13.7 Adjoint ODE solver
The adjoint ODE solver method differs mathematically from the forward ODE solvers in the way gradients of the ODE solution are obtained. The forward ODE approach augments the original ODE system with \(N\) additional states for each parameter for which gradients are needed. If there are \(M\) parameters for which sensitivities are required, then the augmented ODE system has a total of \(N \cdot (M + 1)\) states. This can result in very large ODE systems through the multiplicative scaling of the computational effort needed.
In contrast, the adjoint ODE solver integrates forward in time a
system of \(N\) equations to compute the ODE solution and then integrates
backwards in time another system of \(N\) equations to get the sensitivities.
Additionally, for \(M\) parameters there are \(M\) additional equations
to integrate during the backwards solve. Because of this the adjoint
sensitivity problem scales better in parameters than the forward
sensitivity problem. The adjoint solver in Stan uses CVODES (the same
as the bdf
and adams
forward sensitivity interfaces).
The solution computed in the forward integration is required during the backward integration. CVODES uses a checkpointing scheme that saves the forward solver state regularly. The number of steps between saving checkpoints is configurable in the interface. These checkpoints are then interpolated during the backward solve using one of two interpolation schemes.
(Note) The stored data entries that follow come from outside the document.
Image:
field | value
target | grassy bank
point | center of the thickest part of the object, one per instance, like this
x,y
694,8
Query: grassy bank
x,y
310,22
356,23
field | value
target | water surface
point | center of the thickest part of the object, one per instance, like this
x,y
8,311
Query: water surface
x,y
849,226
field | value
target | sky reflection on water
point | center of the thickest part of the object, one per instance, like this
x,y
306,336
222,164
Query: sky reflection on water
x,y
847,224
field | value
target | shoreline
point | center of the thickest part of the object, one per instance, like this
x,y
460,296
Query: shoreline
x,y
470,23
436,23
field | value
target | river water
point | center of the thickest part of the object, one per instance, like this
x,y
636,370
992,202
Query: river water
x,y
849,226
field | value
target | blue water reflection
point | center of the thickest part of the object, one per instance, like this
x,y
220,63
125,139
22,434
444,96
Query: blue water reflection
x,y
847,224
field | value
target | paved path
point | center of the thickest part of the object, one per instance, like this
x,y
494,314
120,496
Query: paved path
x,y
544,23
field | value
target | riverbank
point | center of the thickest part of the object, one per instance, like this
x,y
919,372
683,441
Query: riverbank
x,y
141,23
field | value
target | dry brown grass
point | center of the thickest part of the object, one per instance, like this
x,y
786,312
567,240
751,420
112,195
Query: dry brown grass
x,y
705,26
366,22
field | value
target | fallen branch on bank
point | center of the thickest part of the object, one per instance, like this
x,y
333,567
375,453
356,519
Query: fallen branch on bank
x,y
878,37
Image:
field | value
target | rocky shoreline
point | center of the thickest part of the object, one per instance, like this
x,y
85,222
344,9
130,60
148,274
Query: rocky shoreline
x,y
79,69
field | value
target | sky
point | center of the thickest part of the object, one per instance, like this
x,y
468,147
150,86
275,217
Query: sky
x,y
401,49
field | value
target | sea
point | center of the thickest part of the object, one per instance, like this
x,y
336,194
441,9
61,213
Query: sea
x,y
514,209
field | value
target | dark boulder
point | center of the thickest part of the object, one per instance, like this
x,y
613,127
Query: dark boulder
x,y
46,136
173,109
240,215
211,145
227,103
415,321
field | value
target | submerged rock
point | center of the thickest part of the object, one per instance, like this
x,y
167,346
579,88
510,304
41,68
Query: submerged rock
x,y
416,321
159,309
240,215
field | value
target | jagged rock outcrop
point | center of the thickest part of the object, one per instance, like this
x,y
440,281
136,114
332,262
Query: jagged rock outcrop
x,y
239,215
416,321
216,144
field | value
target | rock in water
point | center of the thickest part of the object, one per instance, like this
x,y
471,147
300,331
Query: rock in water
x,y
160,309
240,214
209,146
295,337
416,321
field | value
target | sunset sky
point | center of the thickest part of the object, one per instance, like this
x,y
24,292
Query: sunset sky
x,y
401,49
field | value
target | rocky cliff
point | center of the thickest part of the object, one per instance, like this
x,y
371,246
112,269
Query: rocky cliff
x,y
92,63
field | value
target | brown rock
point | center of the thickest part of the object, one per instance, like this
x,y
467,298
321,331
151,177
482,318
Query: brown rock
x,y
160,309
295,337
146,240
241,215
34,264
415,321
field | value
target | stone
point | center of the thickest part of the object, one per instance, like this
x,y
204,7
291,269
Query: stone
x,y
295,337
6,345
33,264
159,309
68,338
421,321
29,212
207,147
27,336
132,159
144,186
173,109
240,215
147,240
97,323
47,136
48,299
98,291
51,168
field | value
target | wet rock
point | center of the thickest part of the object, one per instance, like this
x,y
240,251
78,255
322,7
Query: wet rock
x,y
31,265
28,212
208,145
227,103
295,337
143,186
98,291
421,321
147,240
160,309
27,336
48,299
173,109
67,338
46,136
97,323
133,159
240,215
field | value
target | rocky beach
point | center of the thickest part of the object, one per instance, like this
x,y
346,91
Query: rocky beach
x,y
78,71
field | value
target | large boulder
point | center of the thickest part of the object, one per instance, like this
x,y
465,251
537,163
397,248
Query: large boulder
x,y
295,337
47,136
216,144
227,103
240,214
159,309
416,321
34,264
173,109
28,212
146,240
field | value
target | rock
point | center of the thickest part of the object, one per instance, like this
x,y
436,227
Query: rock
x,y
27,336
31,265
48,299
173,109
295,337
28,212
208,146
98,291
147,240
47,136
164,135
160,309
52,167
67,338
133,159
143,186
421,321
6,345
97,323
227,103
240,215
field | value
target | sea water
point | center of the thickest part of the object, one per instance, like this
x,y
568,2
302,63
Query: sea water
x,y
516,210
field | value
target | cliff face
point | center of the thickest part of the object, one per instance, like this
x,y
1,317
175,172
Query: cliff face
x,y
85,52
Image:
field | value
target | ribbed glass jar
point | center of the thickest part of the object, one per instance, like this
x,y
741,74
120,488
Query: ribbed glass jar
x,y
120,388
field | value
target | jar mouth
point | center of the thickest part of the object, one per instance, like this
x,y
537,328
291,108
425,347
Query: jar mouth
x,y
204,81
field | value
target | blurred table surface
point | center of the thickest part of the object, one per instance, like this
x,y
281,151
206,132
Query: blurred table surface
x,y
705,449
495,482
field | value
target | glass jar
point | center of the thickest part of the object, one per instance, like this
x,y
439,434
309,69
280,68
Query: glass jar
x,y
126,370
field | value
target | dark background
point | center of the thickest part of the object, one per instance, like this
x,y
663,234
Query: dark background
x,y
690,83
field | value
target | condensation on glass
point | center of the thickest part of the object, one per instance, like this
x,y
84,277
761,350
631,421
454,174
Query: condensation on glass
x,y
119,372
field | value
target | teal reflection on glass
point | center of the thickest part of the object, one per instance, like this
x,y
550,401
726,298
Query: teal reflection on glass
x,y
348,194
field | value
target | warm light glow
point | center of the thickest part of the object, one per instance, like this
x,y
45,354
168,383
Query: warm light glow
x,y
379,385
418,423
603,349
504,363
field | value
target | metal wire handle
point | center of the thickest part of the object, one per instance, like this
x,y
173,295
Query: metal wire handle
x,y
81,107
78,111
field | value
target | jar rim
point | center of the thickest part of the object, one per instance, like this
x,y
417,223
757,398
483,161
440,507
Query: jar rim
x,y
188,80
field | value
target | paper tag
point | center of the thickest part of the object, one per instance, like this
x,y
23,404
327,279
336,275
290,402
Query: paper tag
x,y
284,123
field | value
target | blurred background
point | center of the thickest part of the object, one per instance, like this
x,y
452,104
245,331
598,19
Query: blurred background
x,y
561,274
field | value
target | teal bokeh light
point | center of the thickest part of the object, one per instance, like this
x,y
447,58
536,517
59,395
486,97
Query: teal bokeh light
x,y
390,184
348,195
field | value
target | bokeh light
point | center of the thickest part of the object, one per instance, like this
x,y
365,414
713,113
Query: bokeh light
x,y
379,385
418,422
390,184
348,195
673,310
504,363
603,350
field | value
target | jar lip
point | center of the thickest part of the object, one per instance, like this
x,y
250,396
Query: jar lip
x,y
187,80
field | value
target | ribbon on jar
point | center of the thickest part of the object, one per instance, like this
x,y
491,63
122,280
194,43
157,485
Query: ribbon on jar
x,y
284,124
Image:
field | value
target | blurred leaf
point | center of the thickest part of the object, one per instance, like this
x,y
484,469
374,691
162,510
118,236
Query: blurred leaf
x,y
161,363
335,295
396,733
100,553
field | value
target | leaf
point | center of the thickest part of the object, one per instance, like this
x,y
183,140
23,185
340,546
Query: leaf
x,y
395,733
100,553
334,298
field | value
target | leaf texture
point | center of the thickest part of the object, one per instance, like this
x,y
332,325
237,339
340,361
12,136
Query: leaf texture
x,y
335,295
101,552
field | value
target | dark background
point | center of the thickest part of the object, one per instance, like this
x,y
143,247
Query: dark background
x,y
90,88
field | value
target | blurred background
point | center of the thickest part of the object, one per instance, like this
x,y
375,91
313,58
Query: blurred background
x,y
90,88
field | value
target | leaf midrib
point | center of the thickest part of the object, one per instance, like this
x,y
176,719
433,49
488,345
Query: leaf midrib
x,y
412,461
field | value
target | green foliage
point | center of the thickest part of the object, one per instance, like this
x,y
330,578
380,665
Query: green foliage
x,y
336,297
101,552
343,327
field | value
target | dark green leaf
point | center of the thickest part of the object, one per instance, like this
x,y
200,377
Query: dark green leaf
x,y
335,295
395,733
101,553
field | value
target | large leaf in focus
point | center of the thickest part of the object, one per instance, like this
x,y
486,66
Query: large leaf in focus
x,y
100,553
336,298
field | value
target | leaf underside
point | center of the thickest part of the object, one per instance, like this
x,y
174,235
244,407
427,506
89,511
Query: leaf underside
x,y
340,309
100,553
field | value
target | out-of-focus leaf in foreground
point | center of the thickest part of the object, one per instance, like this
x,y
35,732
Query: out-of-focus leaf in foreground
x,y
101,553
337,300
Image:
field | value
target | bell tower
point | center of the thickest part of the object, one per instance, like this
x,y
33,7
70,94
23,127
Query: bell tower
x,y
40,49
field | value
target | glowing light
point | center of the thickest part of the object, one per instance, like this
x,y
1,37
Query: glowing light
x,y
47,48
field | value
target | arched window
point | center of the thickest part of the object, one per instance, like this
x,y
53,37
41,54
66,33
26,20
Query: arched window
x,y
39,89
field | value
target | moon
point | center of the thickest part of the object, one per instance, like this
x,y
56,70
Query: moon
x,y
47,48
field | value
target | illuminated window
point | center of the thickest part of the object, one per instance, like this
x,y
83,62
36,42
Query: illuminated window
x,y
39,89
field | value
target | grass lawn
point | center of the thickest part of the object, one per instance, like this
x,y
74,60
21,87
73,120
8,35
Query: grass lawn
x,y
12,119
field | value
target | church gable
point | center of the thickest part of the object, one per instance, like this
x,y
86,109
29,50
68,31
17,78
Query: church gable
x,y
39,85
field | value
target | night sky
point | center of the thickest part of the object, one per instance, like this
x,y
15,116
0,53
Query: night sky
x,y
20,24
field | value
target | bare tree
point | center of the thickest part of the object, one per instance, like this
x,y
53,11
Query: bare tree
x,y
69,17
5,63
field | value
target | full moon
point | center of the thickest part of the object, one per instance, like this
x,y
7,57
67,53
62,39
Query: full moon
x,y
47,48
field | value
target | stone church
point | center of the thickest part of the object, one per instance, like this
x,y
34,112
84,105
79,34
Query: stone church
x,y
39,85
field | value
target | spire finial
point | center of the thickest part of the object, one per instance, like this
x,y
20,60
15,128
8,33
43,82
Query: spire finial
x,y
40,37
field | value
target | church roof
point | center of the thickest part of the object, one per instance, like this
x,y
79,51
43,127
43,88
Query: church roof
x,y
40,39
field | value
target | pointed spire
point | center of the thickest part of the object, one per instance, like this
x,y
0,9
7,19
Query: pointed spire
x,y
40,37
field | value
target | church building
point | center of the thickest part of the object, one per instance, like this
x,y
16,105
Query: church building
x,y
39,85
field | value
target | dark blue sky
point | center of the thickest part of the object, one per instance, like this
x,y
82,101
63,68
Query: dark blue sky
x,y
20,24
The solver type (either bdf
or adams
) can be individually set for
both the forward and backward solves.
The tolerances for each phase of the solve must be specified in the interface. Note that the absolute tolerance for the forward and backward ODE integration phase need to be set for each ODE state separately. The harmonic oscillator example call from above becomes:
vector[2] y_sim[T]
= ode_adjoint_tol_ctl(sho, y0, t0, ts,
relative_tolerance/9.0, // forward tolerance
rep_vector(absolute_tolerance/9.0, 2), // forward tolerance
relative_tolerance/3.0, // backward tolerance
rep_vector(absolute_tolerance/3.0, 2), // backward tolerance
relative_tolerance, // quadrature tolerance
absolute_tolerance, // quadrature tolerance
max_num_steps,
150, // number of steps between checkpoints
1, // interpolation polynomial: 1=Hermite, 2=polynomial
2, // solver for forward phase: 1=Adams, 2=BDF
2, // solver for backward phase: 1=Adams, 2=BDF
theta);
For a detailed information on each argument please see the Stan function reference manual.